Programme
Programme Info
Chopin’s fourth and final Ballade in F minor has been viewed as a masterpiece ever since its creation in 1842. After a seven-bar introduction in A flat major, it tips into its famous, slavic-sounding F minor theme which – eventually joined by a rocking, chorale-like second theme in B flat major – is subjected to increasingly florid variations. The Ballade then concludes with a turbulent and highly virtuosic final coda, full of contrapuntal complexities. And all this via a narrative voice whose most beguiling quality, besides its melting lyricism and the passion of its heroic climaxes, is the way in which, in its reflectiveness, it appears to be frequently hesitating and turning back on itself.

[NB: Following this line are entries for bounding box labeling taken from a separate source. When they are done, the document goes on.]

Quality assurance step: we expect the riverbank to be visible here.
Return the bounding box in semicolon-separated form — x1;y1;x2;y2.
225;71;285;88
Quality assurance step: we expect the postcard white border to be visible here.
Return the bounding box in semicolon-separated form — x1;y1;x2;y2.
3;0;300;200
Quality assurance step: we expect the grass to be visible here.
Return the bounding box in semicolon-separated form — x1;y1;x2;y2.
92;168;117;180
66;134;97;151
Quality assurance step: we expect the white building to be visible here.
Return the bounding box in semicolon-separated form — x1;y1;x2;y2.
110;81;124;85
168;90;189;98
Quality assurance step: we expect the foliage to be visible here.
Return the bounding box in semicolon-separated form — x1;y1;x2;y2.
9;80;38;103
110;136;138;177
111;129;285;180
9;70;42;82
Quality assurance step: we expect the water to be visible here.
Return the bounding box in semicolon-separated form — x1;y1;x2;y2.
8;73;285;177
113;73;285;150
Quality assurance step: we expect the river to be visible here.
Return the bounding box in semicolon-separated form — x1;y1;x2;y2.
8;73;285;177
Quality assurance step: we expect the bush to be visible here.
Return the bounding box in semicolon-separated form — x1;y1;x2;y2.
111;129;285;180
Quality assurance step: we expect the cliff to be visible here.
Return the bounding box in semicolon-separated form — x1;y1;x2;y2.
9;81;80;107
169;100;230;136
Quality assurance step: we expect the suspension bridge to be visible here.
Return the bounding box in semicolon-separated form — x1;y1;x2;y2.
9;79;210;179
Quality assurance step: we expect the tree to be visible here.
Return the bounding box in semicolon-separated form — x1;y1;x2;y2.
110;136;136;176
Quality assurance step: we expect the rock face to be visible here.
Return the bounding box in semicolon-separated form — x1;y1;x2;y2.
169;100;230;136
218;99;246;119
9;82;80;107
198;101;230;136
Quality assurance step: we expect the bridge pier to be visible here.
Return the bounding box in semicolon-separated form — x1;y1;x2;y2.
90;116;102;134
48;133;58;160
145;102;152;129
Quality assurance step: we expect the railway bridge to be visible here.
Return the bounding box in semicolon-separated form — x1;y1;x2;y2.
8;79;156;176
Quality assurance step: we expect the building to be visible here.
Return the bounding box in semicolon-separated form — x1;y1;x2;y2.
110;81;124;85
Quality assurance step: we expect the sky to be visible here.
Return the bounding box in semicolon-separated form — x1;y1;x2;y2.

Composed two years later, the Berceuse in D flat major is equally a series of variations. Sixteen of them, over a ground bass. Its own notable quality is that its dynamics remain soft throughout, the dramatic arc coming instead through texture and sonority.
Another ostinato-like bass underpins the Barcarolle in F sharp major, completed in 1846. While the barcarolle was a popular nineteenth century musical genre, evoking the lilting boat songs of Venetian gondoliers, Chopin’s took the form in revolutionary new directions through both its sophisticated and even dissonant harmonies, and a climax of almost oceanic drama and power.
Debussy’s ‘Reflets dans l’eau’ is the first of three pieces which make up his first book of Images, completed in 1905. A musical depiction of light reflecting off the surface of water, its harmonically complex ornamentations and fluidly shifting rhythms feel full of the influence of Chopin.
‘Masks of the commedia dell’arte, young women singing and dancing; everything culminating in the glory of the setting sun’ is how Debussy himself described L’isle joyeuse of 1904. Sparklingly energetic, with the whole-tone scale occasionally lending a more ambiguous note to its joy, it culminates in radiant and highly virtuosic waltz writing.
Spontaneity and passion are equally present across the first movement of Grieg’s Cello Sonata, composed for his cellist brother in 1882/3. Also, subtle shades of his famous Piano Concerto in A minor, whose key it shares.